Allo’s USP is that AI integration Google Knowledge Graph will bring to it. This will allow users to send custom messages which Allo will analyse from the user’s past usage. Allo is capable of analyzing images in your chat and sending out smart replies just like you would normally do in a standard communication.
The problem with Allo is that Google added its “incognito” mode and end-to-end encryption is only as an opt-in feature, rather than as a default setting. That decision has raised the hackles of privacy advocates including the serial whistle blower and former NSA contractor, Edward Snowden.
Edward Snowden Warns For The Privacy Risks Of Google’s New Messaging App, ‘Allo’
Google’s decision to disable end-to-end encryption by default in its new #Allo chat app is dangerous, and makes it unsafe. Avoid it for now.
— Edward Snowden (@Snowden) May 19, 2016
Snowden found Allo to be a privacy nightmare and tweeted to his followers why he thinks so. He said that though Google Allo is equipped with end-to-end encryption but the company has kept this option off-by-default, which is really bad and in fact, quite bizarre given that almost all major messaging apps like WhatsApp and iMessages, etc., which are encrypted.

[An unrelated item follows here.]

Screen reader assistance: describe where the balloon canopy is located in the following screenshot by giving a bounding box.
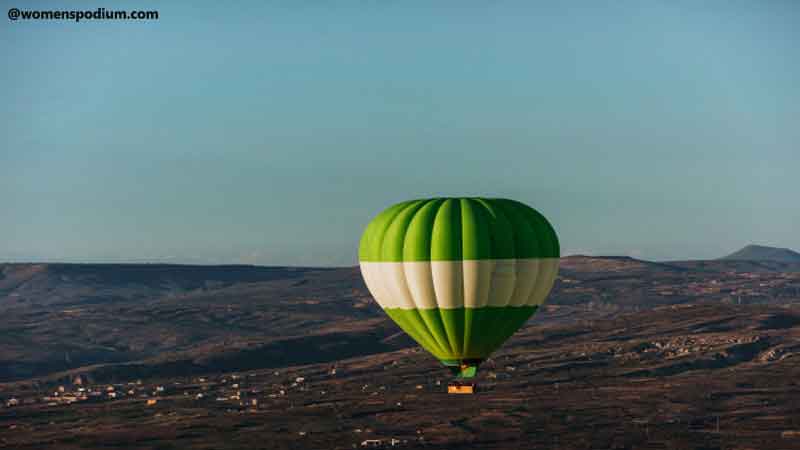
[359,198,559,378]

To make matters worse, one of the engineers who helped design Allo’s security wrote in a blog post that he wished the end-to-end encryption feature were always on. “I’m pushing for a setting where users can opt out of cleartext messaging,” he said. Soon after, the coder’s comments disappeared
This confirmed what Snowden and other privacy savants have been saying. Google has disabled end-to-end encryption for some specific purpose.
Lesson: Bosses read blogs
— Edward Snowden (@Snowden) May 20, 2016
Dan Goodin at Ars Technica has a great side-by-side analysis of the alterations made to the engineer’s essay post-publication. This seems to confirm the privacy advocates worst fear. There is something fishy about Allo.
Better to heed Snowden’s advice and avoid Allo for now.